The US Federal Aviation Administration approved SpaceX's launch license for the Starship test, following weeks of tension between the company and its regulator over the pace of launch approvals and fines related to SpaceX's workhorse rocket, the Falcon 9.

Starship, first unveiled by Mr Musk in 2017, has exploded several times in various stages of testing on past flights, but successfully completed a full flight in June for the first time.

The two-stage rocket's Super Heavy booster lifted off from Texas sending the second stage Starship on a near-orbital path bound for the Indian Ocean some 90 minutes later, acing a fiery hypersonic reentry.

Irish scientist says SpaceX launch 'moment we will never forget'

An Irish scientist has hailed SpaceX's fifth giant Starship rocket launch as "amazing" and a "real moment that we will probably never forget" as it succeeded in its very first attempt to catch a huge booster launch rocket, as it returned back to earth in Texas today.

Giant robotic arms were used in a chopstick manoevre in what is being hailed as an engineering first.

Dr Niamh Shaw, scientist and space expert said the amazing thing about today was that this is "an enormous rocket".

"Its on a whole other level and they're doing it because they want to have a faster turnaround. They want to have more usability.

"Being able to catch it in the launch pad, they don't have to go out and colleact it, which they normally do on a barge on the ocean, and then pull the legs up and then bring it back and rest it."

SpaceX is on a quest to develop a reusable rocket

She said today's success means the booster will instead be ready to go again, making reusable space vehicles a step closer for the company.

"None of us expected it to actually happen today because you're trying to do something that's never been done before," she said.

"They actually succeeded in the first attempt.
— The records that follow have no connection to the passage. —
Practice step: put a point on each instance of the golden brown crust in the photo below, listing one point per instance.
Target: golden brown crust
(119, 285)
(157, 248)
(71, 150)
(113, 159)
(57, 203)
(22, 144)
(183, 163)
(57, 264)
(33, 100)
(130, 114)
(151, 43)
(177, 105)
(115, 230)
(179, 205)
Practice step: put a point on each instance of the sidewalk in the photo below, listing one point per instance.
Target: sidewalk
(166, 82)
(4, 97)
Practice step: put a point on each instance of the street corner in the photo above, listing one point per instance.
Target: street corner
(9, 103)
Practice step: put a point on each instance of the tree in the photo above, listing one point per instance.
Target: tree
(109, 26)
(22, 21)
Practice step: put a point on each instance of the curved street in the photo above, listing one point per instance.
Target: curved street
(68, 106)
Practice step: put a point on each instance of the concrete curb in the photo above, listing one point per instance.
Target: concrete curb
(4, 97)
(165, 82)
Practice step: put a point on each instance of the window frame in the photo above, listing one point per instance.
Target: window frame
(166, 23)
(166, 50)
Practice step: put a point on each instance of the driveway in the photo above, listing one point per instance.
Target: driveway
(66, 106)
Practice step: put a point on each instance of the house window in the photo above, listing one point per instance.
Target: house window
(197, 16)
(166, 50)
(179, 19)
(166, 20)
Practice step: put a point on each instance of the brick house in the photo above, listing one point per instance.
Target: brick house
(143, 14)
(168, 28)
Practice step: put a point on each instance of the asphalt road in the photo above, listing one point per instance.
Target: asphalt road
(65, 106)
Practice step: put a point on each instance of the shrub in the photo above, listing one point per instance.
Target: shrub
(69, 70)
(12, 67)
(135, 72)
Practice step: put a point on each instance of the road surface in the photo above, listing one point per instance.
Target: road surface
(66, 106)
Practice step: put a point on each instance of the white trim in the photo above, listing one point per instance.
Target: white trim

Watching it come down and then with the chopsticks or the mechazilla, as it's called... it was a real moment that we'll probably never forget."

She believes that CEO Elon Musk's aspirations for the SpaceX flights to lead to what he calls multiplanetary life in the future are a "big sell."

However, she believes the company will continue to work at the forefront of space exploration, providing "really good business for space."

She says tomorrow there will be another first with a science experiment being brought to Jupiter on a NASA mission.

"SpaceX are a business and they're making a lot of money," she said, adding that if you were a betting person, SpaceX was likely to be involved in bringing scientific experiments to Mars.

"Let's get to the moon first and let's make sure that humans get there safely before we start talking about pie in the sky stuff."